冒頭の十日町市が最終的に値上げを決めた理由も同様で、高度成長期に整備された水道管や施設の更新コストが今後さらに増え、このままでは市の財政が立ち行かなくなることにある。
さらに、十日町市は1950年の10万4318人をピークに人口が減り続けており、「平成の大合併」による市町村合併があったにも関わらず今年時点では4万9991人にまで減少している。そのため、慢性的な財源不足に悩まされていた。東日本大震災の翌日、十日町市に近い地域を震源地に発生した「長野県北部地震」の際には、破損した水道管の補修などのために、一般から寄付を募った。

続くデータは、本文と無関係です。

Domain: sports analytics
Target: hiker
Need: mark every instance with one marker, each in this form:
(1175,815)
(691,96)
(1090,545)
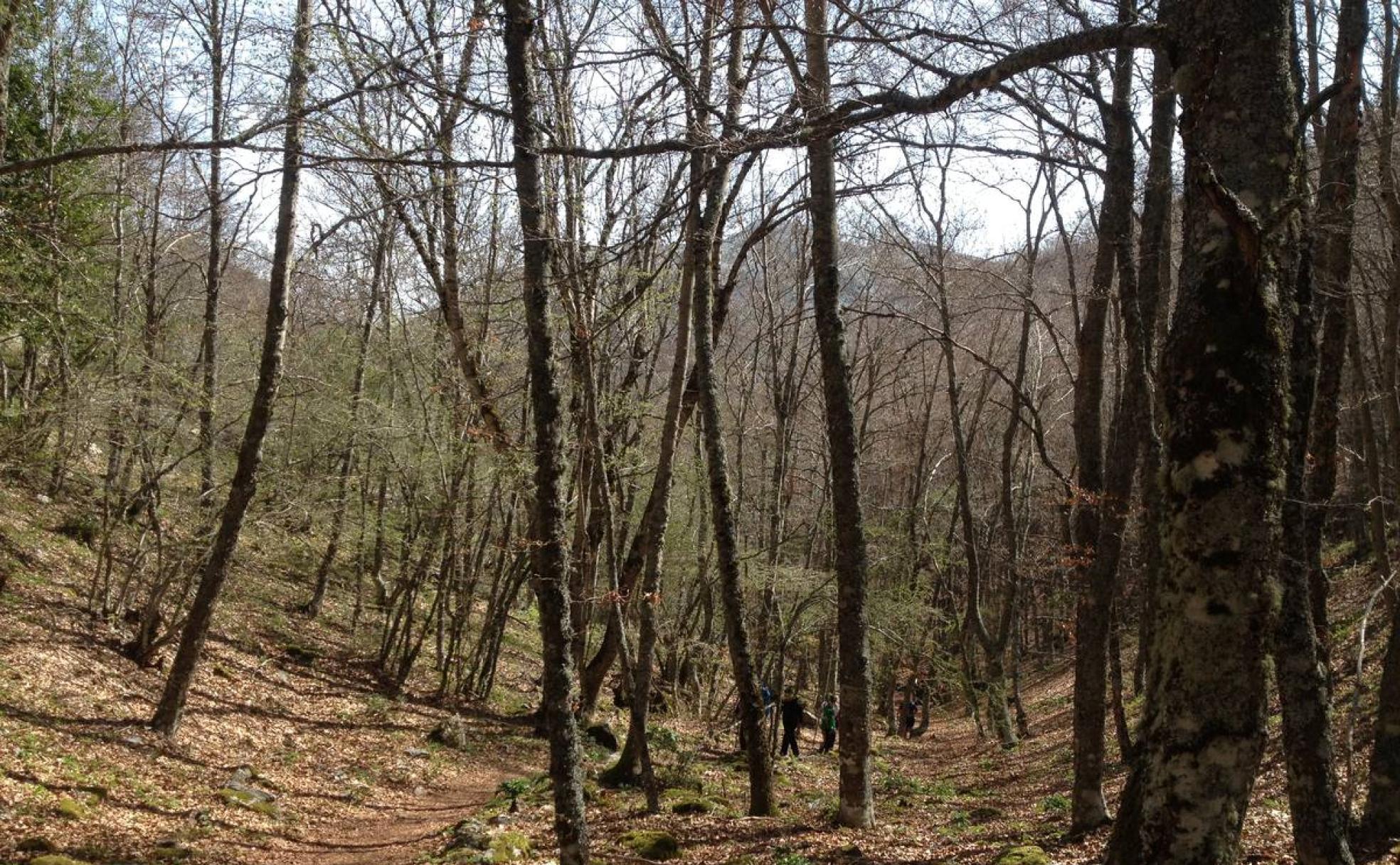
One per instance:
(792,714)
(828,724)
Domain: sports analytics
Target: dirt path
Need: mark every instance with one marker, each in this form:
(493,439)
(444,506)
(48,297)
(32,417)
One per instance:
(402,833)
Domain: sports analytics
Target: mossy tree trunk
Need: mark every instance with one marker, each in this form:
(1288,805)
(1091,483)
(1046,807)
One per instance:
(1225,388)
(853,675)
(548,556)
(244,484)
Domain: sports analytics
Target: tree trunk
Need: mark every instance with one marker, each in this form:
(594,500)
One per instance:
(215,259)
(338,517)
(1225,398)
(269,376)
(1319,829)
(548,526)
(1382,818)
(1093,532)
(853,721)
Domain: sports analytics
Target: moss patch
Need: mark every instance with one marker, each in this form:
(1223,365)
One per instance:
(510,846)
(1024,856)
(653,844)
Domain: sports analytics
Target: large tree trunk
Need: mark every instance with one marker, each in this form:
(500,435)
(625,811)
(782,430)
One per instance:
(548,529)
(853,721)
(1225,396)
(269,376)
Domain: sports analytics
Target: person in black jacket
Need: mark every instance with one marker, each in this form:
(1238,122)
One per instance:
(792,713)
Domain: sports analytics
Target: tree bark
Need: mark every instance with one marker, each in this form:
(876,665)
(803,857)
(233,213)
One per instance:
(853,723)
(1317,823)
(548,526)
(1225,388)
(1095,570)
(269,377)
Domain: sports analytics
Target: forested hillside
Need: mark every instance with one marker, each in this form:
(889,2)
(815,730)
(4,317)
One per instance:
(760,432)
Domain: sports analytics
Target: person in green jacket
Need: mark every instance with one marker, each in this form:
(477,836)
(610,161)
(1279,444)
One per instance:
(828,724)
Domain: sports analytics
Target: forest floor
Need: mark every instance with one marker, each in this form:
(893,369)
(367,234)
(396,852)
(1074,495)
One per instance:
(289,707)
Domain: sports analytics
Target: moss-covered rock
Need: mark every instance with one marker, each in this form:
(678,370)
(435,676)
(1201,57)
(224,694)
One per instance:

十日町市のような悩みは、全国の自治体の大多数が同じく抱えている。EY新日本と「(一社)水の安全保障戦略機構」の共同研究「人口減少時代の水道料金はどうなるのか?」(2021年版)では、全国の水道料金の平均(20立方メートル使用時)は、2018年の3225円から、2043年には4642円になると予測している。
青森県の水道料金は神奈川県の2倍
水はほかの生活必需品と違い、替えが全く利かないものだ。トイレットペーパーは、生活必需品の一つであるものの、特売の時に買いだめしたり、より安い商品に乗り換えしたりと、自衛の手段は残されている。電気でさえ、契約する会社は選べる。しかし、水は料金が高いからと言って、市町村との契約を打ち切るというわけにはいかない。
ただ、住む場所は選べる。水道事業は、都が一括で運営している東京都以外、市町村が運営しており水道料金も市町村が決めている。実は、市町村によって水道料金に倍以上の差が出るケースがあるのだ。
ウォーターサーバー専門メディアの「ミズコム」の調査によると、都道府県の水道料金の平均(20立方メートル使用時)で最も安いのは神奈川県の2142円。反対に最も高いのは、青森県で平均4418円だった。青森県の水道料金の平均は、神奈川県の実に2倍だ。
市町村で比べると、差はさらに広がる。全国の市町村で水道料金が最も安かったのは、兵庫県赤穂市で853円。次いで、静岡県長泉町の1120円、静岡県小山町の1130円という順だった。一方、水道料金が全国の市町村で最も高ったのは経済破綻をして、今も財政再建団体である北海道夕張市で6841円だった。水道料金が高い市町村の、上から57番目までが5000円以上だ。
水道料金が高いことを理由に、今すぐの引っ越しは現実的ではないが、将来の水道料金の高騰を見据えて引っ越し先や移住先、ビジネスの進出先を探す時に、水道料金の安さを検討項目に加えても良いのではないだろうか。今、地方を中心に各市町村はUターンやIターンを呼び込むために力を入れあれこれアピールしているが、水道料金の安さをアピールすることが最も有効という時代が来るかもしれない。